Iterate through this list of min/max
values to create each point
("corner") of a "bounding box"
around the object. The result
should be a box that always contains
the object regardless of axis
examined or orientation (no point on
the polygon will ever exceed the
maximum or minimums you collect).
Then get the distance of each "2d
polygon" point to each corner
location on the "bounding box"; the
shorter the distance between points,
the "closer" it is to that "corner".
Far from optimal, certainly crummy, but certainly quick. You could probably post-capture this during the object's rotation, by simply looking for the min/max of each rotated x/y/z value, and retaining a list of those values ahead of time.
If you can assume that there is some constraints regarding the shapes, then you might be able to get away with knowing less information. For example, if your shape was the composition of a small square with a long thin triangle on one side (i.e. a simple symmetrical geometry), then you could compare the distance from each list point to the "center of mass." The largest distance would identify the tip of the cone, the second largest would be the two points farthest from the tip of the cone, etc... If there was some order to the list, like points are entered in counter clockwise order (about the normal), you could identify all the points. This sounds like a bit of computation, so it might be reasonable to try to include some extra info with your shapes, like the "center of mass" and a reference point that is located "up" above the COM (but not along the normal). This will give you an "up" vector that you can cross with the normal to define some body coordinates, for example. Also, the normal can be defined by an ordering of the point list. If you can't assume anything about the shapes (or even if the shapes were symmetrical, for example), then you will need more data. It depends on your constraints.

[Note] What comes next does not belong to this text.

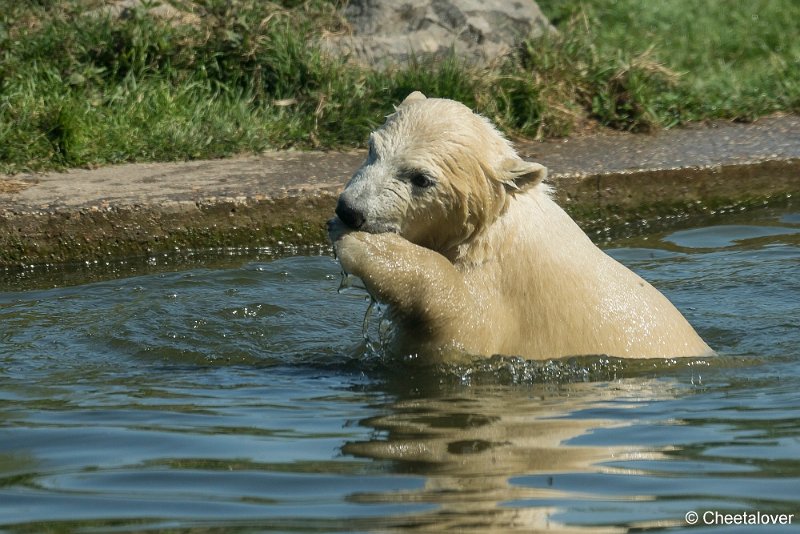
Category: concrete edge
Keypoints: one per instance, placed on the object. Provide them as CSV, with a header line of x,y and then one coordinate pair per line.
x,y
601,203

If you know that the polygon in 3D is "flat" you can use the normal to transform all 3D-points of the vertices to a 2D-representation (of the points with respect to the plan in which the polygon is located) - but this still leaves you with defining the origin of this coordinate-system (but this don't really matter for your problem) and with the orientation of at least one of the axes (if you want orthogonal axes you can still rotate them around your choosen origin) - and this is where the trouble starts.
I would recommend using the Y-axis of your 3D-coordinate system, project this on your plane and use the resulting direction as "up" - but then you are in trouble in case your plan is orthogonal to the Y-axis (now you might want to use the projected Z-Axis as "up").
The math is rather simple (you can use the inner product (a.k.a. scalar product) for projection to your plane and some matrix stuff to convert to the 2D-coordinate system - you can get all of it by googling for raytracer algorithms for polygons.